Cada imagen restaurada tiene su historia y Rosso las relata de memoria, como la crónica del Santo Cristo de Bronce, pieza en la que trabajó hace años y que se alza en la colonial hacienda Mondragón, a 35 kilómetros de Potosí. “Allí vivía una bella mujer española que se enamoró con un hombre mujeriego. Al descubrirlo, se vengó haciendo que el hombre bebiera hasta quedar inconsciente. Luego lo amarró a una cruz. Todas las mañanas tenía cuidado de hacerle comer lo necesario como para que no se muera de hambre y, después, le pinchaba el cuerpo con un alfiler de bronce”.

“El hombre murió a las pocas semanas y con el tiempo su cuerpo se transformó en lo que hoy se conoce como el Santo Cristo de Bronce”. La narración de Rosso estremece, pero es secundada por varias crónicas que aparecen en internet sobre el Santo Cristo de Bronce. En la página Potosi.com.bo, por ejemplo, se señala que la protagonista de la historia fue Magdalena Téllez, quien habría sido ejecutada por su crimen en Potosí en el año 1700.

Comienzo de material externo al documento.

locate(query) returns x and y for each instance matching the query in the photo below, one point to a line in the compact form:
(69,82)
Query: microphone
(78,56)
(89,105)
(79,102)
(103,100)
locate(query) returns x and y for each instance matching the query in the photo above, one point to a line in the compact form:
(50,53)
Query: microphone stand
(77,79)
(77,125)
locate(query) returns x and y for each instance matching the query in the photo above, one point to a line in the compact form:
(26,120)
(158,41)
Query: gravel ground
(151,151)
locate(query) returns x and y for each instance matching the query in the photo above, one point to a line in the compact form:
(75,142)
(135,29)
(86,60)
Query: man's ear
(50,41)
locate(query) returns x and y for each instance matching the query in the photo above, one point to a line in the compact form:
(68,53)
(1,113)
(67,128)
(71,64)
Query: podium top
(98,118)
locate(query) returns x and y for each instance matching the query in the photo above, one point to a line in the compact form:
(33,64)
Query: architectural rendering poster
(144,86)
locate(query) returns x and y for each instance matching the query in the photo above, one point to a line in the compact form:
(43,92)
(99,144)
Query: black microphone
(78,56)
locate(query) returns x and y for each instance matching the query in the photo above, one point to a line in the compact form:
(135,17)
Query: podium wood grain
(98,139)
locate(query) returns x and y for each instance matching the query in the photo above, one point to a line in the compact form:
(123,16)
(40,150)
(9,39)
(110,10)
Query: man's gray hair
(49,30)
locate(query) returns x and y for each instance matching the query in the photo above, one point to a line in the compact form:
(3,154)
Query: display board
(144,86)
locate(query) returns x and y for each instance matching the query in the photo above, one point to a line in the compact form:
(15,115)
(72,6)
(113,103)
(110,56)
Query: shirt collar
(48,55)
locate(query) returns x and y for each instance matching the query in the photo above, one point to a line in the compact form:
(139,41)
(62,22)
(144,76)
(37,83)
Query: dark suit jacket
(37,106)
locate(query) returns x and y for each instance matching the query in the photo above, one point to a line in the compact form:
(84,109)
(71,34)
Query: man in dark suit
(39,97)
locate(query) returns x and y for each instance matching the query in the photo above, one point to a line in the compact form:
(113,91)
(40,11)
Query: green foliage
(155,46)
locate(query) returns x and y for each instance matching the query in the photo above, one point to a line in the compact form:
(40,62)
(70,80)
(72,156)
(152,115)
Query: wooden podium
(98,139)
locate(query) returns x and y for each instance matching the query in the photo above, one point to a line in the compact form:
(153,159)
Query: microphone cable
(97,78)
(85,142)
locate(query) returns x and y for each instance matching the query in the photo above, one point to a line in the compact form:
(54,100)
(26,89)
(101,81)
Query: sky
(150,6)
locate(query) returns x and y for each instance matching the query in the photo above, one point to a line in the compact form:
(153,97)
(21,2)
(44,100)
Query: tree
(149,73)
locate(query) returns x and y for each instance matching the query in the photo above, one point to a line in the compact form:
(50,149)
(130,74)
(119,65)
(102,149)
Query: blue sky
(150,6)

Un oficio con vocación y corazón

Rosso encara cada restauración con mucho respeto, tanto a la imagen en sí misma como a las manos que le dieron vida. Es así que el artesano potosino utiliza los mismos materiales usados en la Colonia para la elaboración de las figuras religiosas. No es extraño, entonces, observarlo bajando del Cerro Rico cargado de la tierra que luego transformará en distintos tipos de arcilla y colorantes. Tampoco es raro observar en las madrugadas un halo de luz escapar del taller de Rosso.

“Este oficio requiere de vocación. Para mí no se trata de una figura más, es la imagen que representa a Cristo y lo menos que esto exige es una dedicación plena”, asegura, para luego volver a su delicado trabajo: sanar las heridas que el tiempo causó en las piernas de un Cristo crucificado que data del comienzo del siglo XVIII.